I remember that in Rus' some princesses were canonized. Although this ministry - to be at the head of a principality or kingdom - the history of the church is also difficult for women, but still we remember these cases, including in the history of Russia. True, as for queens or empresses, in our country they were quite far from canonization in terms of the quality of their personal lives, although they could be patrons of the church and resolve many church issues.

So we have touched on all the most fundamental aspects of church ministry: the kingdom, the priesthood, and prophecy. The kingdom is available to the sisters, prophecy is also available, and the priesthood is, apparently, only partially. It is unknown what will happen next, but for now it is impossible to imagine that bishops or presbyterides will appear in the Orthodox Church in the image of those priests-bishops-presbyters whom we have today. True, the modern image of the ministry of presbyters and bishops is very different from the image of their ministry in the ancient church, as well as, in fact, deacons and deaconesses. Colossal shifts have occurred, as Protopresbyter Nikolai Afanasyev, Archpriest Sergius Bulgakov and others have already written about.


In 1992, the first female bishop, Maria Jepsen, was ordained in the Evangelical Church of Germany. Source: episcopa.blogspot.com

Good mutation

If some sister-prophetess were to enter the church now as someone with authority, what could we say to this? We would probably see that she can preach in a church meeting, as all those who have the gift of speech and testimony do, as bishops, elders, and sometimes deacons and lay men often do. But women can do this too; such cases are known. A female prophetess—could she now lead a church congregation? In some special, difficult living conditions - and in our time this is easy to imagine - she probably could. She could announce, baptize, and become the head of an Orthodox community or an entire church brotherhood.

From century to century the church has become accustomed to seeing a brother in this place - a bishop or a senior presbyter

All that remains is to admit: virtually all male, fraternal ministries in the church can—more precisely, could—be performed by a woman if she has the appropriate spiritual abilities and gifts. Only if we talk about the Eucharist, about thanking God for the sacrifice of Christ, for giving us an inheritance of the Kingdom of Heaven, if we talk about prayer over the Eucharistic sacrifice, over the Eucharistic bread and wine, then, probably, some difficulties would arise, objective, justified ancient tradition - the fact that from century to century the church has become accustomed to seeing a brother in this place - a bishop or a senior presbyter.
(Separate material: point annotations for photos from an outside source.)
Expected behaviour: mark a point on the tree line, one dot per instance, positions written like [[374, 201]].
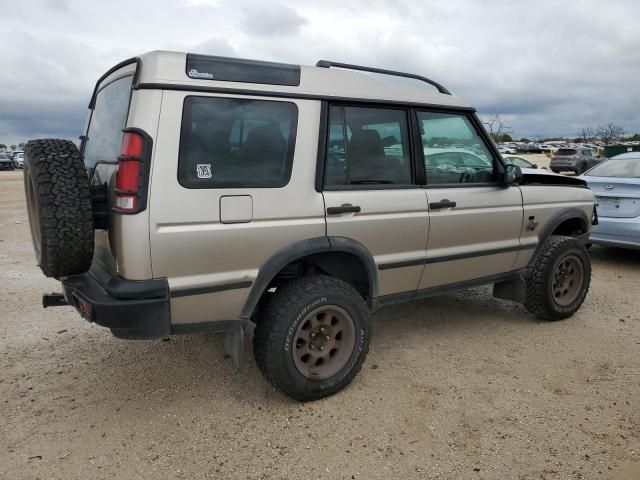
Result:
[[19, 146], [609, 133]]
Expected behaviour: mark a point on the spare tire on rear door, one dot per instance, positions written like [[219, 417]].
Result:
[[59, 207]]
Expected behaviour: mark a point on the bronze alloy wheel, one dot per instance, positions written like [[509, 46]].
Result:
[[323, 342], [568, 277]]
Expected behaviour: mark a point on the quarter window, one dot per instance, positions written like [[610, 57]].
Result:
[[108, 118], [236, 143], [367, 146], [453, 150]]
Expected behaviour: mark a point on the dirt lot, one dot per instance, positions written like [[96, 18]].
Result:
[[456, 387]]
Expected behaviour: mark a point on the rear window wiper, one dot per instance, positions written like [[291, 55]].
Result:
[[370, 182]]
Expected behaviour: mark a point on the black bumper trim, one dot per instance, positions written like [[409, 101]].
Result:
[[141, 311]]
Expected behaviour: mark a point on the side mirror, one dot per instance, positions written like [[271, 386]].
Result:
[[512, 175]]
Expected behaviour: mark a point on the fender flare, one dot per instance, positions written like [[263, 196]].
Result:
[[553, 223], [303, 248]]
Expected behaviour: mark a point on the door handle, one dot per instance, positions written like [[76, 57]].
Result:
[[442, 204], [344, 208]]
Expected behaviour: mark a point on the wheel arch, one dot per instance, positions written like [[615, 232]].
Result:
[[340, 257], [570, 222]]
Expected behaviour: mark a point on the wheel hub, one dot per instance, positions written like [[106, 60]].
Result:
[[323, 342], [568, 278]]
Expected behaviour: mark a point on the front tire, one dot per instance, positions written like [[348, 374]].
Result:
[[560, 279], [312, 337]]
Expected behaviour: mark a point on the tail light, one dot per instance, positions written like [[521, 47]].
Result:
[[130, 179]]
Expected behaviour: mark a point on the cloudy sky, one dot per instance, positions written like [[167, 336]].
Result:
[[547, 67]]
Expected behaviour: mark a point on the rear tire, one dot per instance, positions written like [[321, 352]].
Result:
[[59, 207], [317, 317], [560, 279]]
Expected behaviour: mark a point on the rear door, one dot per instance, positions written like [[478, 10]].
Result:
[[370, 191], [232, 184], [475, 220]]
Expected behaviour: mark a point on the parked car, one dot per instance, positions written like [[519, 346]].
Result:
[[6, 163], [519, 161], [616, 184], [199, 202], [507, 150], [18, 159], [577, 160]]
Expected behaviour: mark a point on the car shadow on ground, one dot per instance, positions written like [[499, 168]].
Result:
[[188, 367], [614, 257]]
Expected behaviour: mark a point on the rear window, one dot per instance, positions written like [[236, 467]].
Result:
[[566, 151], [626, 168], [228, 143], [108, 118]]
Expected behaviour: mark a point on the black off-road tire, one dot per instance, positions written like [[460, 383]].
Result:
[[273, 337], [59, 207], [540, 298]]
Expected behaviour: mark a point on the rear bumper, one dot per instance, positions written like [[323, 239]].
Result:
[[616, 232], [131, 309]]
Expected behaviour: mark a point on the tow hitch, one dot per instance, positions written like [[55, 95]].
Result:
[[53, 300]]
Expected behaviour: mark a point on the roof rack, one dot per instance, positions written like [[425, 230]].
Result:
[[348, 66]]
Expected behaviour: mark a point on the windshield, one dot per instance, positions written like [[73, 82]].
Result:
[[109, 117], [629, 168], [566, 151]]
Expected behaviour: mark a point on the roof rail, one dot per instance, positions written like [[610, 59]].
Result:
[[348, 66]]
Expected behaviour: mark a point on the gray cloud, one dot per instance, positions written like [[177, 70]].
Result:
[[547, 70], [270, 19]]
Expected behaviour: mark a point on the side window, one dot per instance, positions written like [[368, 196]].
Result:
[[367, 146], [109, 117], [453, 150], [236, 143]]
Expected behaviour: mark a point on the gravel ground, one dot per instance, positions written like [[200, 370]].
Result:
[[456, 387]]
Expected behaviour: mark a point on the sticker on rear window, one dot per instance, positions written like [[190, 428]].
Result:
[[203, 170]]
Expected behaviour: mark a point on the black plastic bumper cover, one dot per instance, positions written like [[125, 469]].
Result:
[[131, 309]]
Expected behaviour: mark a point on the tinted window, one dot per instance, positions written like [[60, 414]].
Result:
[[236, 143], [109, 117], [367, 146], [520, 162], [629, 168], [453, 150], [566, 151]]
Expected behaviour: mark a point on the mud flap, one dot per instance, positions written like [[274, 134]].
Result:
[[234, 344]]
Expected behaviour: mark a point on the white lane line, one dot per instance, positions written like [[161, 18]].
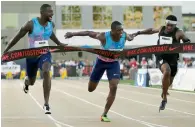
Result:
[[149, 104], [157, 117], [78, 87], [56, 122], [81, 99]]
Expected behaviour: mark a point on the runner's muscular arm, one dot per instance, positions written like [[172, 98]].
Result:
[[21, 33], [147, 31], [181, 36], [95, 35], [55, 39]]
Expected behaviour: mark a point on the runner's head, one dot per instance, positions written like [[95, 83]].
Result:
[[116, 29], [46, 12], [171, 22]]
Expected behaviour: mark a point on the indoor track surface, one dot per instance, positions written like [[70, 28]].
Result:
[[73, 106]]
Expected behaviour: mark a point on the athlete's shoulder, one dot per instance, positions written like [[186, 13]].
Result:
[[28, 25], [53, 24]]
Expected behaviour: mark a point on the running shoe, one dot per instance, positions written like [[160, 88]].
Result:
[[25, 87], [46, 108], [104, 118]]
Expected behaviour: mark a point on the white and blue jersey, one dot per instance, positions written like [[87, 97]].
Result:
[[38, 38], [105, 64]]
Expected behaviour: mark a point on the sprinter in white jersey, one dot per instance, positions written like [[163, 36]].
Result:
[[40, 30]]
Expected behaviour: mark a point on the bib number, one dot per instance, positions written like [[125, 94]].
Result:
[[165, 40], [41, 43]]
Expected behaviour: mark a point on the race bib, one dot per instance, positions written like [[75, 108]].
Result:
[[41, 43], [165, 40]]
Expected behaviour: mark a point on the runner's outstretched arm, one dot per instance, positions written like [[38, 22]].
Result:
[[147, 31], [95, 35]]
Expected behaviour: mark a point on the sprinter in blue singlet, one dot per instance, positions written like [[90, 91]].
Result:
[[40, 30], [111, 40]]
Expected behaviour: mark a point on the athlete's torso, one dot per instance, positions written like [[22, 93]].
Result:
[[168, 38], [40, 35], [113, 45]]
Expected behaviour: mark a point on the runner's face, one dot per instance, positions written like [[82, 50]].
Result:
[[118, 31], [48, 13]]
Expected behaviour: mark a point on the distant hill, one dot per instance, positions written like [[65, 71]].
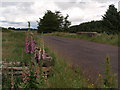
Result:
[[4, 29]]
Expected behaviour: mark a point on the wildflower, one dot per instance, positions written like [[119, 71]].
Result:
[[43, 55], [27, 43], [39, 54], [32, 44]]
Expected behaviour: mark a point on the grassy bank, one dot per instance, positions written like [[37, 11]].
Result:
[[13, 50], [101, 38], [63, 74], [13, 47]]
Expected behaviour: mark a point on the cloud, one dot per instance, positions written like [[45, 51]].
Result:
[[17, 13]]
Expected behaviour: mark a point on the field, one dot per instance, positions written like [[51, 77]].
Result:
[[101, 38], [63, 75], [14, 50]]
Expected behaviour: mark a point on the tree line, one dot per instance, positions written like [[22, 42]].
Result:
[[56, 22]]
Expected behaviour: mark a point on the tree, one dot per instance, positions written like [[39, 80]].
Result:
[[111, 20], [50, 22]]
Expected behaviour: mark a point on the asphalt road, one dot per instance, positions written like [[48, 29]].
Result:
[[89, 56]]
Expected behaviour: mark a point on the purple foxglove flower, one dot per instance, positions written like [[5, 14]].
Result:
[[32, 46], [27, 43], [43, 55], [39, 54]]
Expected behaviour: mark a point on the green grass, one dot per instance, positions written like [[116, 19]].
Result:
[[101, 38], [64, 75], [13, 47]]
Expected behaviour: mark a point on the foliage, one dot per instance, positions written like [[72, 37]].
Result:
[[109, 80], [52, 21], [111, 20], [100, 38], [109, 23]]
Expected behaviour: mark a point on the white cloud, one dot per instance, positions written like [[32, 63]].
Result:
[[17, 13]]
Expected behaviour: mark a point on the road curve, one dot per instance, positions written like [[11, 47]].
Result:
[[90, 56]]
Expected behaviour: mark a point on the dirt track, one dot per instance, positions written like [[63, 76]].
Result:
[[89, 56]]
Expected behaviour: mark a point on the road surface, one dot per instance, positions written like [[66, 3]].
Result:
[[89, 56]]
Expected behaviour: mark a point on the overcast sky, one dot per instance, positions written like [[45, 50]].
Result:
[[16, 13]]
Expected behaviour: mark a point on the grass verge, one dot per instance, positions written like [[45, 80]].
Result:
[[101, 38], [63, 75]]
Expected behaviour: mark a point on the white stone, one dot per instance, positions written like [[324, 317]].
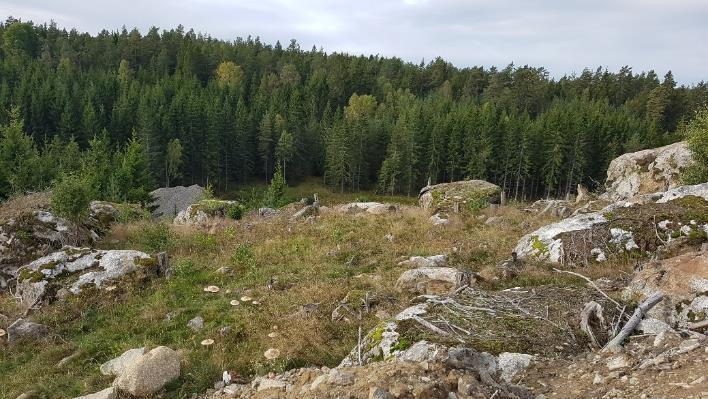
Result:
[[108, 393], [511, 364], [117, 366]]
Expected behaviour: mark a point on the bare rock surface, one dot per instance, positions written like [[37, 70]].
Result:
[[73, 268], [459, 195], [149, 373], [647, 171], [172, 200]]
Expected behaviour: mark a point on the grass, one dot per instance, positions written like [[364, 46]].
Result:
[[309, 263]]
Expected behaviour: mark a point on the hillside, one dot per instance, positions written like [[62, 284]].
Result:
[[367, 299]]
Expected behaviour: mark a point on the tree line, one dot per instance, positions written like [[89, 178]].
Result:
[[177, 107]]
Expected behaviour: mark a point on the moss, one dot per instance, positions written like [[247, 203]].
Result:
[[31, 275], [540, 248], [147, 262], [401, 345]]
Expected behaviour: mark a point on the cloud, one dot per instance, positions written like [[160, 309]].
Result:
[[563, 35]]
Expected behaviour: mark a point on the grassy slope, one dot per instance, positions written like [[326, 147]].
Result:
[[313, 263]]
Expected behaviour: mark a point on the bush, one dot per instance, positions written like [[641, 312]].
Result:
[[71, 198], [696, 134]]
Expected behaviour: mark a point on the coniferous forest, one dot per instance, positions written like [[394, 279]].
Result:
[[130, 111]]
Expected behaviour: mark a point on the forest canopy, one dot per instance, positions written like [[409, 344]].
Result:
[[131, 111]]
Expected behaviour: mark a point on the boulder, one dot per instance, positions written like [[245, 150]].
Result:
[[423, 351], [459, 196], [108, 393], [149, 373], [647, 171], [172, 200], [117, 365], [683, 280], [622, 226], [202, 211], [35, 234], [39, 281], [431, 280], [511, 364], [306, 211], [25, 329], [382, 342], [425, 261], [373, 208]]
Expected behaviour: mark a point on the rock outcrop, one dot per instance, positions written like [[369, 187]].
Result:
[[204, 210], [149, 373], [623, 226], [69, 270], [684, 282], [459, 196], [34, 234], [171, 201], [373, 208], [647, 171]]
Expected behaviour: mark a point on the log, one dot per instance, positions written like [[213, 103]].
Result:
[[633, 321]]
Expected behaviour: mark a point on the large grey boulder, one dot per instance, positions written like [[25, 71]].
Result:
[[108, 393], [373, 208], [431, 280], [81, 266], [647, 171], [149, 373], [616, 228], [459, 196], [117, 365], [34, 234], [172, 200]]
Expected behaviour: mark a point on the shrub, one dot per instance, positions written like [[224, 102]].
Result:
[[696, 134]]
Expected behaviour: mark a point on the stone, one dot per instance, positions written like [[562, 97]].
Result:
[[339, 377], [647, 171], [307, 211], [196, 323], [425, 261], [108, 393], [511, 364], [422, 351], [379, 393], [171, 201], [618, 362], [271, 354], [25, 329], [431, 280], [117, 365], [150, 372], [653, 326], [459, 196], [438, 220], [547, 244], [90, 266], [269, 383], [682, 279], [372, 208]]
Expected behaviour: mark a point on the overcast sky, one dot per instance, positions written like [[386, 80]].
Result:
[[563, 35]]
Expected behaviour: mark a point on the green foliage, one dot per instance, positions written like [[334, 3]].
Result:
[[697, 135], [71, 197], [275, 195], [155, 237], [240, 107]]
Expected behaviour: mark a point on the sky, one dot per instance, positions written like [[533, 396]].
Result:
[[564, 36]]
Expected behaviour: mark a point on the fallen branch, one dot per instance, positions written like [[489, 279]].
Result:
[[591, 317], [592, 283], [633, 321]]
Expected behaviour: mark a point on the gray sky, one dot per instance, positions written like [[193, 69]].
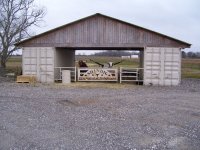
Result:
[[177, 18]]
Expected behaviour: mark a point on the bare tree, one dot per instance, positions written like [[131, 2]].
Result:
[[16, 18]]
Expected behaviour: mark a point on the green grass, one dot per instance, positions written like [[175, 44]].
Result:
[[190, 67]]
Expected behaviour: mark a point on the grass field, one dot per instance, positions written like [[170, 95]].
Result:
[[190, 67]]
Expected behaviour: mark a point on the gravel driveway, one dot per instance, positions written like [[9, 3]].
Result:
[[54, 117]]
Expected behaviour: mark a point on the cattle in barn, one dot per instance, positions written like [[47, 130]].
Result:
[[107, 65], [82, 64]]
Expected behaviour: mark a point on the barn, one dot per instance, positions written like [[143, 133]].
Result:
[[47, 54]]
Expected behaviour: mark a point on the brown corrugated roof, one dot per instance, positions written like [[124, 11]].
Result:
[[98, 14]]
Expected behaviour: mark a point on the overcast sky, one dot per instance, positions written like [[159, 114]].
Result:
[[177, 18]]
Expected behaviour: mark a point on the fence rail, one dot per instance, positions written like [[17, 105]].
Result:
[[58, 73], [131, 74], [101, 74]]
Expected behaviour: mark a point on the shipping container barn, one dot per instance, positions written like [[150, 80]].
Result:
[[44, 55]]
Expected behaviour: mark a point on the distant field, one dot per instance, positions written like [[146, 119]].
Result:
[[190, 67]]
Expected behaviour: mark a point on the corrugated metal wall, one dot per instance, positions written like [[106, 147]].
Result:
[[39, 62], [162, 66]]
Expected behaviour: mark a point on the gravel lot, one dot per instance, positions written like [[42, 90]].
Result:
[[56, 117]]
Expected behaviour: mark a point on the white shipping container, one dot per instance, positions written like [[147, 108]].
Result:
[[39, 62], [162, 66]]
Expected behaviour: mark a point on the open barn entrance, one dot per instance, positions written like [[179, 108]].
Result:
[[105, 65]]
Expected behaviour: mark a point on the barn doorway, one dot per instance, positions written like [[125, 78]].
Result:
[[127, 65]]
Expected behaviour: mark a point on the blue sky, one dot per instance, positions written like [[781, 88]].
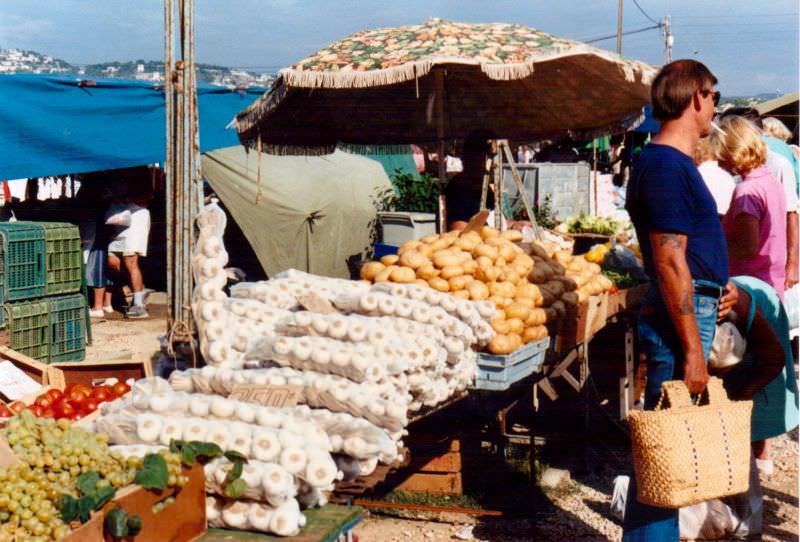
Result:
[[751, 46]]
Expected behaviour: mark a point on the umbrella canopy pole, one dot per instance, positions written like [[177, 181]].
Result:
[[182, 167], [503, 144], [439, 105]]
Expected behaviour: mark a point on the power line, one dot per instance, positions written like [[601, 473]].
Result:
[[610, 36], [645, 13]]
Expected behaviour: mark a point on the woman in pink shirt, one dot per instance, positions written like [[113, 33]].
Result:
[[755, 224]]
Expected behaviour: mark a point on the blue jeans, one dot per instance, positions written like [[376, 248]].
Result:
[[659, 341]]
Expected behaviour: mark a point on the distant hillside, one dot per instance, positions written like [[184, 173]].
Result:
[[20, 61]]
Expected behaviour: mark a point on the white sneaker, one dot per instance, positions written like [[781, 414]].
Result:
[[765, 467]]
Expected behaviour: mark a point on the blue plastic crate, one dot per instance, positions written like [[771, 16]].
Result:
[[382, 249], [499, 372]]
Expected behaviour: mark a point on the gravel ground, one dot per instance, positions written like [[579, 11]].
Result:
[[578, 510]]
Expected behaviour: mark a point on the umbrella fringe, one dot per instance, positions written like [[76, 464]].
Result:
[[356, 79]]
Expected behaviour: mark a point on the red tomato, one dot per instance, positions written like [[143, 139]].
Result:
[[120, 388], [63, 409], [82, 387], [77, 397], [102, 394]]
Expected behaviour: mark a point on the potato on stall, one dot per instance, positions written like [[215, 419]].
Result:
[[402, 275], [370, 269], [385, 273]]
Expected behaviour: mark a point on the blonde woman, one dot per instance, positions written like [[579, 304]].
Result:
[[775, 128], [719, 182], [755, 224]]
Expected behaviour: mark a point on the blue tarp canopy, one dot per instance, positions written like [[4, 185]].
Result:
[[55, 124], [649, 124]]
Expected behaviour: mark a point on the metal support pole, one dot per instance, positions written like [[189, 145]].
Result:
[[439, 104], [183, 183]]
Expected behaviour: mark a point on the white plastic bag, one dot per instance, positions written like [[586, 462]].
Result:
[[792, 304]]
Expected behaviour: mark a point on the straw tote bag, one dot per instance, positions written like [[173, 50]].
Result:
[[685, 453]]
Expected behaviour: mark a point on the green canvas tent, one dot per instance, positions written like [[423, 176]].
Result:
[[309, 213]]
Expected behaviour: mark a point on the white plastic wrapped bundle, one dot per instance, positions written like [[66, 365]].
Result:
[[266, 292], [284, 520], [328, 356]]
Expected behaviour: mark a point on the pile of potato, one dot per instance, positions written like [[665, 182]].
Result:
[[586, 276], [476, 266]]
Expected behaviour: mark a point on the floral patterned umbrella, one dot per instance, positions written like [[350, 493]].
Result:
[[445, 80]]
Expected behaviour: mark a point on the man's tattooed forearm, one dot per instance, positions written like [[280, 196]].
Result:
[[686, 305], [672, 240]]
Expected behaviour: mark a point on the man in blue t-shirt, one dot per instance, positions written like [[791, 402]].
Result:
[[685, 255]]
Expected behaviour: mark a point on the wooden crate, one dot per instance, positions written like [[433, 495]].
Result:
[[89, 372], [182, 521], [41, 372], [434, 466]]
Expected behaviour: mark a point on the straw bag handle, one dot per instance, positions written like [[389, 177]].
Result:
[[674, 393]]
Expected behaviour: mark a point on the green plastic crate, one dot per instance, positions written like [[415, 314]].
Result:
[[67, 326], [63, 258], [29, 328], [22, 249]]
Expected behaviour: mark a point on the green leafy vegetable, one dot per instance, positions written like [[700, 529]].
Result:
[[103, 495], [87, 482], [68, 508], [235, 489], [116, 523], [85, 507], [134, 525], [154, 473]]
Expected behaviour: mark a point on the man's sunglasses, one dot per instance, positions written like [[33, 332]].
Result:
[[714, 93]]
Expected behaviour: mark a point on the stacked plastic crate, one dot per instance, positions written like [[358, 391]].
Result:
[[43, 292]]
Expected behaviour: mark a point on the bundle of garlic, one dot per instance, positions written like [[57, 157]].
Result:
[[381, 405], [382, 304], [357, 361], [294, 451], [284, 520], [270, 482], [266, 292], [476, 314]]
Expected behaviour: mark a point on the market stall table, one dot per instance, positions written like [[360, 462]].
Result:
[[331, 523]]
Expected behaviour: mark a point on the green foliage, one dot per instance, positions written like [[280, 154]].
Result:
[[545, 217], [92, 498], [154, 473], [412, 193]]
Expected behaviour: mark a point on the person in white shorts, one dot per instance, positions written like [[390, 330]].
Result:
[[125, 249]]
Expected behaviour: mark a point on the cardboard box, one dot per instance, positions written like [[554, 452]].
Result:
[[182, 521]]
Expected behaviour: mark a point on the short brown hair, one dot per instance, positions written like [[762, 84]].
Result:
[[674, 86], [740, 147]]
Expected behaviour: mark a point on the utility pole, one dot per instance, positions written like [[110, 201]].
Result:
[[619, 28], [669, 39]]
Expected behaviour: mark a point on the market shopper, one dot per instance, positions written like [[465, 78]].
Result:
[[783, 164], [684, 253], [129, 244], [719, 182]]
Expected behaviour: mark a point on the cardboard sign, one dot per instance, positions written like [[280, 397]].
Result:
[[316, 303], [274, 396], [14, 383], [7, 456]]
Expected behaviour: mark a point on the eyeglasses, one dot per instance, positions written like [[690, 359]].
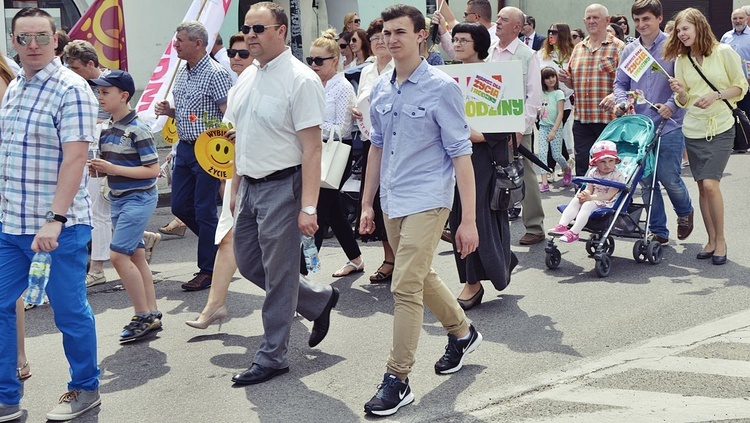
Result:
[[41, 39], [244, 54], [258, 29], [317, 60], [461, 41]]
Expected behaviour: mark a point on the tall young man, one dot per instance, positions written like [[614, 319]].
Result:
[[647, 15], [420, 139]]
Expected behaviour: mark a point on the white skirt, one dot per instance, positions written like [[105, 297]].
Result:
[[226, 221]]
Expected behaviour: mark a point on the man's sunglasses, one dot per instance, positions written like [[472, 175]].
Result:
[[41, 39], [244, 54], [258, 29], [317, 60]]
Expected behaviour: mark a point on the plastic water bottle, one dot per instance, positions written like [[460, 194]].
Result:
[[38, 278], [312, 261]]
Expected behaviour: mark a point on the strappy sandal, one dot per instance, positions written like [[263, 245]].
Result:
[[21, 375], [381, 277], [175, 227], [357, 269]]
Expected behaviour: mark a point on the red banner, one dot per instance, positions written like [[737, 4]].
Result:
[[103, 26]]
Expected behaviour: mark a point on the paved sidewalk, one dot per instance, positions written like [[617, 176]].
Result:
[[700, 374]]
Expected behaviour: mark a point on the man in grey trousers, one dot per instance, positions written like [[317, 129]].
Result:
[[277, 106]]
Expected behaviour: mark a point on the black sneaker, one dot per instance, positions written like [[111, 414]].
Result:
[[138, 327], [392, 394], [455, 351]]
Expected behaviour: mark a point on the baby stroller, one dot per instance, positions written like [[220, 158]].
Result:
[[635, 139]]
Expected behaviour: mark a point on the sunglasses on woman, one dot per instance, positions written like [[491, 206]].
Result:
[[258, 29], [41, 39], [317, 60], [244, 54]]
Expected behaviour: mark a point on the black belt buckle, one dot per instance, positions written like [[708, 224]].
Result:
[[279, 174]]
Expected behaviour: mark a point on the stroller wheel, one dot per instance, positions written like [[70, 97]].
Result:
[[654, 252], [639, 253], [553, 259], [603, 266], [591, 244]]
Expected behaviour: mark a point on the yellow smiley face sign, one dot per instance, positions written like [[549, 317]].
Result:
[[215, 153], [169, 131]]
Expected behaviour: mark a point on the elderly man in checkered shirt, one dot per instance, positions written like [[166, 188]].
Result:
[[201, 86], [591, 73]]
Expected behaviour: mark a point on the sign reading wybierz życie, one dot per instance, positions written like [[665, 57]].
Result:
[[493, 93]]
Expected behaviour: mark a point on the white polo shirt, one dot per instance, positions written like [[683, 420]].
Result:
[[268, 106]]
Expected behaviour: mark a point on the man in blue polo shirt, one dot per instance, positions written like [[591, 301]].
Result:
[[739, 39], [420, 140], [647, 15]]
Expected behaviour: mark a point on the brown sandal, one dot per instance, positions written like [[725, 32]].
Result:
[[381, 277]]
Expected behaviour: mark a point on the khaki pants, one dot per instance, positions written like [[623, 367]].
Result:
[[415, 284]]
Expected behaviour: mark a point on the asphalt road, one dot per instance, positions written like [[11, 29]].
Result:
[[544, 325]]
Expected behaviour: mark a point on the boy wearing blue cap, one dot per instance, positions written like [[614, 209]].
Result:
[[131, 164]]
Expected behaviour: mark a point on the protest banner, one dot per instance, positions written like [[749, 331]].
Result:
[[493, 93]]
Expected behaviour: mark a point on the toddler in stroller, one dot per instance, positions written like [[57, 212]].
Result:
[[604, 160]]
But we can imagine something else: that we again abandon the idea of ​​the Eucharist as a sacrifice and, therefore, the priesthood as a priesthood and restore the New Testament royal priesthood of all the people of God, when the only High Priest in the Church is Christ. Then the sisters, as members of the People of God, can praise and glorify God, “proclaiming the praises of Him who called us out of darkness into His marvelous light.” Can they thank God at the same time? They can. Can they lead agape meetings? They can. Thus, if we do not focus church attention on the teaching about the hierarchical priesthood and the Eucharist as a sacrifice, then the question arises: where is the obstacle that would prevent a woman from offering the Eucharistic prayer to the Church and thanking God for Christ - approximately as is reflected in the Eucharistic and agapic prayer recorded in the ancient monument “Teaching of the Twelve Apostles”?

One of the greatest Orthodox theologians of the 20th century, Professor Protopresbyter Vitaly Borovoy once told me that there really are no theological arguments against the female priesthood, understood precisely as the gift of heading the Eucharistic assembly, in the Orthodox Church - there are only tradition and habit. In our time, when the inertia of the Jewish Old Testament consciousness, for which it was impossible to imagine female priests in the temple, has long gone in the church, and when the idea of ​​hierarchy associated with Eucharistic ecclesiology and the doctrine of the Eucharist as a sacrifice is gone, we can cautiously assume that The question of the fullness of women's ministry in the church is becoming more pressing than ever before.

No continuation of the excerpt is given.